Savers warned that loyalty may not pay as some bond rates slide

Inflation remains a significant burden which makes it harder for savings to generate real returns, Moneyfactscompare.co.uk said (Nick Ansell/PA Archive) - (PA Archive)

Savers who stay loyal to their providers could potentially risk missing out on the most competitive returns as some rates dip, a financial information website is warning.

The average one-year fixed bond rate on the market was 3.99% at the start of October, while the top rate paid 4.45%, according to analysis by Moneyfactscompare.co.uk.

A year ago, the top one-year fixed bond rate was 4.95% and the average rate was 4.30%.

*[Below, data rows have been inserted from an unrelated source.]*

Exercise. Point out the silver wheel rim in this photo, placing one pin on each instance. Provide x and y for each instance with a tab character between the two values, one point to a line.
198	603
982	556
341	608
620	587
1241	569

The average three-year bond in early October was 3.92%, having edged down from 3.93% a year earlier. The top three-year fix in early October was 4.45%, down from 4.72% in October 2024.

Five-year bonds have remained more steady over the past year.

The top five-year fix on the market in early October was 4.64% – unchanged from the top rate a year ago.

The average five-year rate on the market in early October was 3.96% – which is higher than a year ago at 3.81%.

Average interest rates were based on a £10,000 deposit as at the start of the month.

The change over the past year in the top one-year bond means that, for example, a year ago, someone with £10,000 to put away for a year could have earned £495 on their pot, but now with the top rate they would get £50 less, at £445.

Caitlyn Eastell, a spokesperson at Moneyfactscompare.co.uk, said: “Inflation remains a significant burden which makes it harder for savings to generate real returns. It’s crucial that savers are proactively searching for the most competitive deals, especially if they pay below 3.8% (as the rate of Consumer Prices Index inflation in August was 3.8%).

“Loyalty is not always rewarded, and savers could be missing out on a significant cash bonus.”

Ms Eastell added: “With the future of interest rates still up in the air, some savers may see a greater incentive to lock their cash away for longer.

“Plus, fixed bonds remain a great way to beat base rate cuts.”